Property is sold through open, progressive voice bidding. The placement of a successful bid at a Department of the Treasury auction establishes a legally binding contract between the successful bidder and the Government. The auctioneer’s announcement of the high bid amount and the bidder’s number establishes the contract which is subject to final acceptance by the Government. All property is sold “as is.” You do not need a broker to participate.

The bidding progresses quickly during the auction, so pay close attention. Failure to do so or bidder misunderstanding will not be reason enough to cancel a sale, according to the Treasury Department.

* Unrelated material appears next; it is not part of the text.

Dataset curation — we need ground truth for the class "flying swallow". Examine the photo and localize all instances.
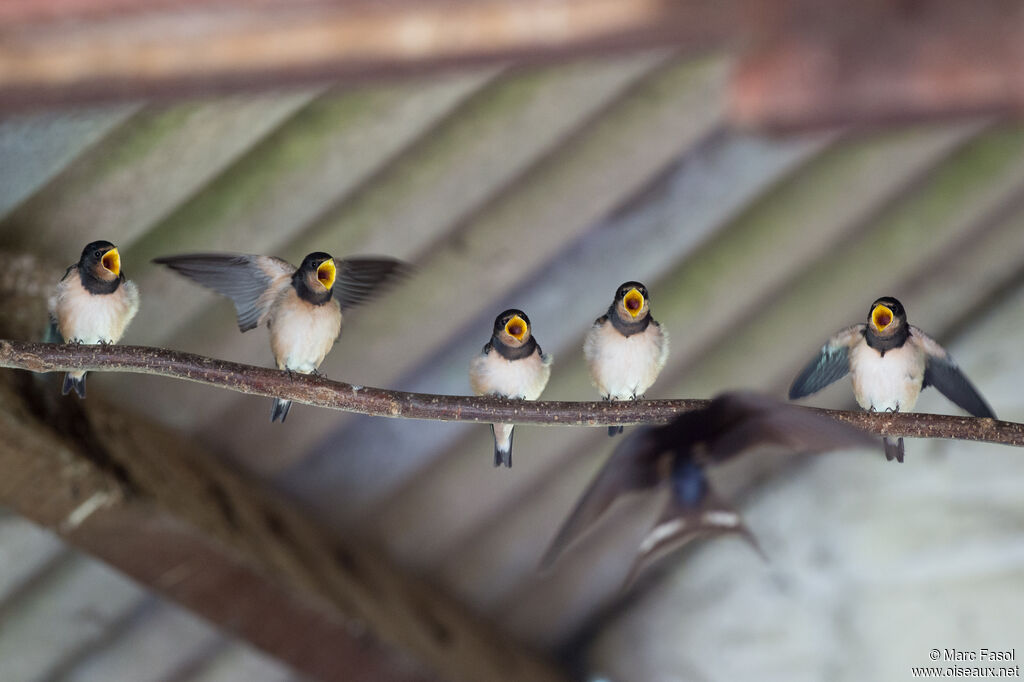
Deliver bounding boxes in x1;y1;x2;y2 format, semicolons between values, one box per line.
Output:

Typically, a wide variety of real property is available, including homes, condominiums, commercial buildings, operating businesses and vacant land. The Treasury Department strongly recommends that you attend open houses/inspections. These open houses/inspections are the only opportunity you have to get answers to your questions, since property is sold “as is” and all sales are final. Property may not be available for inspection the day of the sale. Failure on your part to inspect property won’t constitute cause for cancellation of a sale. Consider yourself warned.

Immediately after the bidding, the high bidder will be required to provide their earnest money deposit check. In most cases, the second high bidder will also be required to make a deposit. The Terms of Sale will explain deposit requirements for each property. If you are not the winning bidder, the Treasury Department will not collect your deposit. Check with your bank on their procedures for re-depositing checks. In most cases, they either “void” the cashier’s check or stamp it with “not used for the intended purpose” and will re-deposit the money in your account.

Generally, the Government does not place a minimum bid on items. However, the Government reserves the right to accept or reject any and all bids. There is a reserve price, however. The reserve price is a dollar amount placed on a property by the Government. Reserve prices are not released to the public. If the auctioneer says, “Bidding closed, subject to the acceptance of the seller,” it means the high bid did not reach the reserve price. In most cases, the reserve price is met. In the event the high bid does not reach the reserve price, the Government may open negotiations with the high bidder.

The opening bid is the highest written bid received. If no written bids are received, the opening bid will be established on the floor at the time of auction. Written bids are not disclosed prior to the auction.